In 1921, with the library again extremely overcrowded, the Society moved to 41 Queen’s Gate, conveniently close to the Natural History Museum, where it remained for nearly 90 years. The final honorary librarian was H. J. Turner, who served from 1921 until 1929, when a professional Librarian was appointed. A card catalogue was introduced in 1923 and by the time of the Society’s centenary in 1933 it filled 28 drawers, and listed over 40,000 entries.

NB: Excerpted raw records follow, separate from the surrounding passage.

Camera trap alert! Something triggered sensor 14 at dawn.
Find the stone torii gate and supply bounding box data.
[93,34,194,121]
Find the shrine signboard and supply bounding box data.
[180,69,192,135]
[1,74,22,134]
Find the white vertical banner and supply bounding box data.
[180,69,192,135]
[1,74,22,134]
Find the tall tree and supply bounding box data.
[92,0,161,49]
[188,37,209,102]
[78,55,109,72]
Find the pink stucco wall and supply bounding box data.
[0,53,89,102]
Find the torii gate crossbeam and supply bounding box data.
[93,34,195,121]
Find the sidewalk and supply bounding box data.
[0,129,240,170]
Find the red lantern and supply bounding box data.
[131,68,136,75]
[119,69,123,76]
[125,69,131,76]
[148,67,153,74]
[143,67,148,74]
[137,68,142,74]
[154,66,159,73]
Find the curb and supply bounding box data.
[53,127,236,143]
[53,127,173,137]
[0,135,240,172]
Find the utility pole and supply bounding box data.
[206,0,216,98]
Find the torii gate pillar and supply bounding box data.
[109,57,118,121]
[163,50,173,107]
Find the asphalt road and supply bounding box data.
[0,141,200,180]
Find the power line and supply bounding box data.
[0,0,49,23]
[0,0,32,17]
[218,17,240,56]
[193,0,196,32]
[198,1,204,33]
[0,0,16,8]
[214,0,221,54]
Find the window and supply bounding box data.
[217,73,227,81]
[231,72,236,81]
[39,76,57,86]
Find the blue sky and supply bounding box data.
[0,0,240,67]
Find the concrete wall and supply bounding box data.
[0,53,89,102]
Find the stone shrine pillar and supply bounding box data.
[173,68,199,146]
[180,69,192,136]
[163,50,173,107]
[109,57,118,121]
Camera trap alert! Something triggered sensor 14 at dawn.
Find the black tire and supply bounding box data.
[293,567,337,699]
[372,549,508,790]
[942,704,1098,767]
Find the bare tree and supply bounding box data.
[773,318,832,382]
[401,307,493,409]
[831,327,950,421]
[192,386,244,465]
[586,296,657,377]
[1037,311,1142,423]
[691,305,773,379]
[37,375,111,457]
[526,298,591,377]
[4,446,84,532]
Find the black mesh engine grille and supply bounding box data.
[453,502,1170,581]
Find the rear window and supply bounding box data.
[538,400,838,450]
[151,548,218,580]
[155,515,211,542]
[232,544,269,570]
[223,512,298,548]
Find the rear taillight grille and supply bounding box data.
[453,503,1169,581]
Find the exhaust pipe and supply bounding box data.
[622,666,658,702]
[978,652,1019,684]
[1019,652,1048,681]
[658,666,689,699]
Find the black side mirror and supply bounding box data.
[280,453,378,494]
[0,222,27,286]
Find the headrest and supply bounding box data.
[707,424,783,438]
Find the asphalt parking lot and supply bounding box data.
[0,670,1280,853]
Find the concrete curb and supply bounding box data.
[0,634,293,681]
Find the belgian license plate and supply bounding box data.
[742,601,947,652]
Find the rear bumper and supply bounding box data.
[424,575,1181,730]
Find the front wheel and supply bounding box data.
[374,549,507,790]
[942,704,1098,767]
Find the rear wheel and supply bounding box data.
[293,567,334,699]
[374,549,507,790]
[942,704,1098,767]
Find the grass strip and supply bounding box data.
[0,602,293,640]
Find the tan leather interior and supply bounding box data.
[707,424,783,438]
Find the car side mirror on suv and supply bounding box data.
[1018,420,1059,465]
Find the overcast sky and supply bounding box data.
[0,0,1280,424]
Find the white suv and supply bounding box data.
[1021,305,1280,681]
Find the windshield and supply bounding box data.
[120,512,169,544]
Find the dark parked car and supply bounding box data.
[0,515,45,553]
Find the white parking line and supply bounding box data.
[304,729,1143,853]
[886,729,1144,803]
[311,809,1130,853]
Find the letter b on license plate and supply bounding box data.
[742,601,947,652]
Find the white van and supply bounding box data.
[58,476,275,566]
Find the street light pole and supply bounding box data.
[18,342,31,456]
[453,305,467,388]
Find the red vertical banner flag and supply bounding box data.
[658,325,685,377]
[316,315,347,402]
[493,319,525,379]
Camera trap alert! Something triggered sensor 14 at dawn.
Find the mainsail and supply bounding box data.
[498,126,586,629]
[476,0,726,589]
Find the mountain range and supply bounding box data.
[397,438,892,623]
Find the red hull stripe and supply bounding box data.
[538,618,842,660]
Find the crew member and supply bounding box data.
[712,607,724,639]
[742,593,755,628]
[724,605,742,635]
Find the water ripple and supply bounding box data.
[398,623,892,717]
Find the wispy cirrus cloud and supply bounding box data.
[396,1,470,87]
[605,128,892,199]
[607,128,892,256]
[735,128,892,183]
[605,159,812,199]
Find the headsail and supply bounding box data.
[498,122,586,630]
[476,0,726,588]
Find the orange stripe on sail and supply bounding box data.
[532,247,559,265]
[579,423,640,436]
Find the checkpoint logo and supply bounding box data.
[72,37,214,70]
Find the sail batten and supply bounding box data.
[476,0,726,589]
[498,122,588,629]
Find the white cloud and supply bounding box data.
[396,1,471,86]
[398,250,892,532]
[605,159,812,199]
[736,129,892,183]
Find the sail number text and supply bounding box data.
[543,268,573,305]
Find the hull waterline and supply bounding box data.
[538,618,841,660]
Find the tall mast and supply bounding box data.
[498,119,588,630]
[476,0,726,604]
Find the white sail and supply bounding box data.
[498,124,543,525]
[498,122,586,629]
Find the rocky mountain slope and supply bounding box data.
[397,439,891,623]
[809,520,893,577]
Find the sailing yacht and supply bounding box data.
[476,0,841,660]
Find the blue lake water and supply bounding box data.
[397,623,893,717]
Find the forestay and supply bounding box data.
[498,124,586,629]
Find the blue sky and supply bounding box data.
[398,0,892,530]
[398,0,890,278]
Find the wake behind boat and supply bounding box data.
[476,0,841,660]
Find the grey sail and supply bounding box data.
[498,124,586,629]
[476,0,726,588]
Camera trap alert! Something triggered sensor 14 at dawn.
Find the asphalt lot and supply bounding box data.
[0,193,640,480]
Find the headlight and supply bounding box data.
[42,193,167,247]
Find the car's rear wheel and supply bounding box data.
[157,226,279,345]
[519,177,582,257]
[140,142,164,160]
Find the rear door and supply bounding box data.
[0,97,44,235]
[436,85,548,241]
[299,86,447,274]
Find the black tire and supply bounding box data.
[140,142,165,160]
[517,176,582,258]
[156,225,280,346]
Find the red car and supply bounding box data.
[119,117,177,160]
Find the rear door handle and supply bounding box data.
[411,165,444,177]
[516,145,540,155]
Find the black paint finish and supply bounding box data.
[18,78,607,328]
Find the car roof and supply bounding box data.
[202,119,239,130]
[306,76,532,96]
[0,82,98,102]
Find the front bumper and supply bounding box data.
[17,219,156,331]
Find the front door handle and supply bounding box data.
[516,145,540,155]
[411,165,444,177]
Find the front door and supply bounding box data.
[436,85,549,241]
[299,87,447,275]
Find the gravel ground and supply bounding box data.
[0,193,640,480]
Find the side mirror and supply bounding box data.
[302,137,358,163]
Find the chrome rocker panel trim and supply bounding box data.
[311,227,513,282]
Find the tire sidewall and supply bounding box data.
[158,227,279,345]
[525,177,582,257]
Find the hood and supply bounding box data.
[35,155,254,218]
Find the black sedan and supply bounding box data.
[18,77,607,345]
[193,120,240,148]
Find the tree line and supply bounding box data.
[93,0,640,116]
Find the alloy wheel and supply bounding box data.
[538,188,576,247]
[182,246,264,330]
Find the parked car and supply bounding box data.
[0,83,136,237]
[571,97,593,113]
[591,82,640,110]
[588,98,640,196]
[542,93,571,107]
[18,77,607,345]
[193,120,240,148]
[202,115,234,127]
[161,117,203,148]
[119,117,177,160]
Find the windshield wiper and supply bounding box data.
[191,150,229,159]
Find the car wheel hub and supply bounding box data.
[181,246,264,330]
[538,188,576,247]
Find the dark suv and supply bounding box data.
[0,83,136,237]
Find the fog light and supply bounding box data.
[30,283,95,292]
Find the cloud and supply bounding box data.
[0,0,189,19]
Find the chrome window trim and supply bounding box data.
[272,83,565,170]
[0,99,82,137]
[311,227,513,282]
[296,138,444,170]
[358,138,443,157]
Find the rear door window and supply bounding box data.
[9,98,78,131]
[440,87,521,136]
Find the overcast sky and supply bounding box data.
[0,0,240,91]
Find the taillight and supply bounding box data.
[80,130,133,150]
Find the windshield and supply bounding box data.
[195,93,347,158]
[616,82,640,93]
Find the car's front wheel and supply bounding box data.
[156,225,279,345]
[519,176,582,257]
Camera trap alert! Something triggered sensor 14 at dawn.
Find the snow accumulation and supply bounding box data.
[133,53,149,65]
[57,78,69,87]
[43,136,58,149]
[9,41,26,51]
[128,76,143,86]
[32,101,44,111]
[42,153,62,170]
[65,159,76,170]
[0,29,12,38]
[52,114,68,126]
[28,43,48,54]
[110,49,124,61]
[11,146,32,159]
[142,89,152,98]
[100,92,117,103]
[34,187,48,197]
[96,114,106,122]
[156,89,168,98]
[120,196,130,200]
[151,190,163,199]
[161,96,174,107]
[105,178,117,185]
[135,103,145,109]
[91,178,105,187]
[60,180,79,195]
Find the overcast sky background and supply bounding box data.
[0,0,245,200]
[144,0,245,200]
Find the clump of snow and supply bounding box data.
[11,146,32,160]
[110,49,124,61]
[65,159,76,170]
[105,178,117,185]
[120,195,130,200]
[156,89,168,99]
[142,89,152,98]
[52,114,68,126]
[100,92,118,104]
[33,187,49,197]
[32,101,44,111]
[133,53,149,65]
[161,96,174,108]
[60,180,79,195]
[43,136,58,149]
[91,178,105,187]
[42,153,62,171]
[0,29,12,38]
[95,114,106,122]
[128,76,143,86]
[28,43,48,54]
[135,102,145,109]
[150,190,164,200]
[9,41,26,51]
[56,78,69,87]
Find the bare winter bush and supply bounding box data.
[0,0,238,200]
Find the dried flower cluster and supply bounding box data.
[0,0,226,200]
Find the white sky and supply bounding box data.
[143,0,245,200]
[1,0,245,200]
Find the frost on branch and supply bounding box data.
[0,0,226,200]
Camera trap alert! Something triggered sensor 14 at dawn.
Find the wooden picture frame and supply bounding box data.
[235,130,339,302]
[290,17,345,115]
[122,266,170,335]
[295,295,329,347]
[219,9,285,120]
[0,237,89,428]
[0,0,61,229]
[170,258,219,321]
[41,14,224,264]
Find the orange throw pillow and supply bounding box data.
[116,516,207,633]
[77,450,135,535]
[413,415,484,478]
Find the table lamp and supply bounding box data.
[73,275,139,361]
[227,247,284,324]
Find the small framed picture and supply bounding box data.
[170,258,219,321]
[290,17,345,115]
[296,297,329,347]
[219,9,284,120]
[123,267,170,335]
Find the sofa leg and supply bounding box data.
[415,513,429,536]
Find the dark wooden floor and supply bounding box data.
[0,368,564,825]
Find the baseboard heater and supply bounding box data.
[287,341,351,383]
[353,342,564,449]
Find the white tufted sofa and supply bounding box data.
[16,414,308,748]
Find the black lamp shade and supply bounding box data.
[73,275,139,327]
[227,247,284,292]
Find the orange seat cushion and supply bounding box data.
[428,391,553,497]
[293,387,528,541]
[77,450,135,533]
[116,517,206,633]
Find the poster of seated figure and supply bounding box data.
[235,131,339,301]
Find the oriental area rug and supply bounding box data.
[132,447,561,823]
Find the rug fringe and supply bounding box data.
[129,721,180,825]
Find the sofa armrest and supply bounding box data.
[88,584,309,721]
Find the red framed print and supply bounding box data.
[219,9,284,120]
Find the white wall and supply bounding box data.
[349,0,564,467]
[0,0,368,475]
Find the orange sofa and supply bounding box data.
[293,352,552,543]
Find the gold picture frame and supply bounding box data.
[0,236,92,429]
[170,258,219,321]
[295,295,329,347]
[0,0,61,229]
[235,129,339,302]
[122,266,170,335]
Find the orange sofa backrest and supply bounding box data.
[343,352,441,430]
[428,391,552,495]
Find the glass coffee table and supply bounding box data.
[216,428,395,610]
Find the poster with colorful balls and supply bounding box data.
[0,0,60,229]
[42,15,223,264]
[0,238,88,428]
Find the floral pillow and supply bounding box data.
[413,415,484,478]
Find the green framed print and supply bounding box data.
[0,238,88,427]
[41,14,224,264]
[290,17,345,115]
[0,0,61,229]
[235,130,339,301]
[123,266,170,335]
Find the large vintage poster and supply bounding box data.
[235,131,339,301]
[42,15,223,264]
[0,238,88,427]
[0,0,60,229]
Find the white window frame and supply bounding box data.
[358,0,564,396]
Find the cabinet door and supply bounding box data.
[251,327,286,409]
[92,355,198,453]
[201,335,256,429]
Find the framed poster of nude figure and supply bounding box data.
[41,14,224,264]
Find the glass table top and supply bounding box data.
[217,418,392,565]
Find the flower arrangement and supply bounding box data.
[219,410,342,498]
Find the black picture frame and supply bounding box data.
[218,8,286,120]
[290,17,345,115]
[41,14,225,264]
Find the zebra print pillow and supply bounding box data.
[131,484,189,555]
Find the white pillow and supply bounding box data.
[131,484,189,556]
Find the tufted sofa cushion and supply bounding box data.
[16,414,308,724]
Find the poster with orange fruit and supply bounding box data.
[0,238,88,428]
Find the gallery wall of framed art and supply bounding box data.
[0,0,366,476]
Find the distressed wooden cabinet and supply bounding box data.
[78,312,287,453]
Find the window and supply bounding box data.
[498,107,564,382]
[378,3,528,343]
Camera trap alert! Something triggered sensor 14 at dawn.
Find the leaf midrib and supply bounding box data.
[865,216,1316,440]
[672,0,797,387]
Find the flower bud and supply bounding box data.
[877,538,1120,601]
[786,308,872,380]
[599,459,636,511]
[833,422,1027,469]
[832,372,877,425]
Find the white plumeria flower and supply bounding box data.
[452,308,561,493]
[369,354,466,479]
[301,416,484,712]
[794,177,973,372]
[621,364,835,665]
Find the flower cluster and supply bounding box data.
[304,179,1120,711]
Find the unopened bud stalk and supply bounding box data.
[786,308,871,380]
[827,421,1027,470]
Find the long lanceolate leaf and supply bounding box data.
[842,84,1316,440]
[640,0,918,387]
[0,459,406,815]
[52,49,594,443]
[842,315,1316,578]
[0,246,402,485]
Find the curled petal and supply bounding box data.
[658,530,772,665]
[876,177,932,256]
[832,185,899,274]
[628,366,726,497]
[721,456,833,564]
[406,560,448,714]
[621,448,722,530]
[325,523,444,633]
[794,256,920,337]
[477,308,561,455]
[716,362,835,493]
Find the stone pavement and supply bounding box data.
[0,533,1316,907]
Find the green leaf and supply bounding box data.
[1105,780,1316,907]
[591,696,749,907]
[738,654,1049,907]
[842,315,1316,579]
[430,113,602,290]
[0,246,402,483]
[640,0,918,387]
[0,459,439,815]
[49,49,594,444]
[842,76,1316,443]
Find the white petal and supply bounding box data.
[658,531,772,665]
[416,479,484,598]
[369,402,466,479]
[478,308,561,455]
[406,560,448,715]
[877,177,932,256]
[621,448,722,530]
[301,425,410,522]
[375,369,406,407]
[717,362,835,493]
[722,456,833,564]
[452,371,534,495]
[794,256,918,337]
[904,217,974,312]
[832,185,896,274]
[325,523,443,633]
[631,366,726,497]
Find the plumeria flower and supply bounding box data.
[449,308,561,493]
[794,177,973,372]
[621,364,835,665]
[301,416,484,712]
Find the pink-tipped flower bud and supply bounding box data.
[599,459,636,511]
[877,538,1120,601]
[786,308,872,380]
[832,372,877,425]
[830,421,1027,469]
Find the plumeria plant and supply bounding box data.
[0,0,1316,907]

With the outbreak of war in 1939 the rarer volumes, along with Shakespeare manuscripts and the Magna Carta, were sent to Aberystwyth under the care of The National Library of Wales, as well as other sites around the country. After 1945, the volumes were reassembled in London.

In 1981, a review of the Library noted that most members had access to a library via their employers for their day to day needs, meaning that RES Library had a focus on rarer and more specialised items, that were hard to find elsewhere, and often served as a source of information for their non-professional entomological interests. The most popular topics were taxonomy and British Entomology. The Library also acted as a Special Source Library to the British Library.

21st Century

In 2007 the Society moved to the current site of The Mansion House in St Albans. Today the library collections include works from the early 17th Century to those published in 2022 and cover all orders of insects, as well as sections on Applied Entomology, Spiders, Botany, Zoology, Natural History, Botany, as well as biographies of notable entomologists, and literature on entomological themes. The collections total over 12,000 books, including over 1,500 rare books, 50,000 reprints, and over 800 print journals. Members and Fellows are also able to access over 200 journal titles electronically, including all 7 journals published by RES.

History of RES Archive

The archives date back to the Society’s founding in 1833. The Society collected letters, journals, and other papers of entomologists, as well as portraits and photographs of eminent entomologists, which now form the basis of the substantial Archive.

The Society acquired material from both donations and purchases. Papers and illustrations of Jacob Hübner, (1796–1838), a German Entomologist, who produced several important early illustrated works on butterflies and moths, were purchased in 1935. In 1994 the papers of George Charles Champion, an English specialist in beetles who was RES Librarian from 1891-1920, including journals from his travels in Central America, were donated by his descendant Rosemary Rowles.

The Society has collected portraits of entomologists since its’ founding, a number of which were hung on the walls in the meeting room. In 1981, a request was made to fellows to help fill gaps in the collection.

Eric Gowing Scopes, a Fellow, started organising the archives as a volunteer in in 1988, and the work was continued by Simon Fenwick, an archivist in 1997, with ‘A guide to the Archives of the Royal Entomological Society’ being published in 2002.

The archive collection, which is continually added to, currently stands at over 250 boxes, containing documents relating to the business of the Society since its’ founding. These include Minute Books of Royal Entomological Society meetings, financial records, office correspondence, member records, a photographic collection, entomological illustrations, and journals, notebooks and correspondence of eminent entomologists.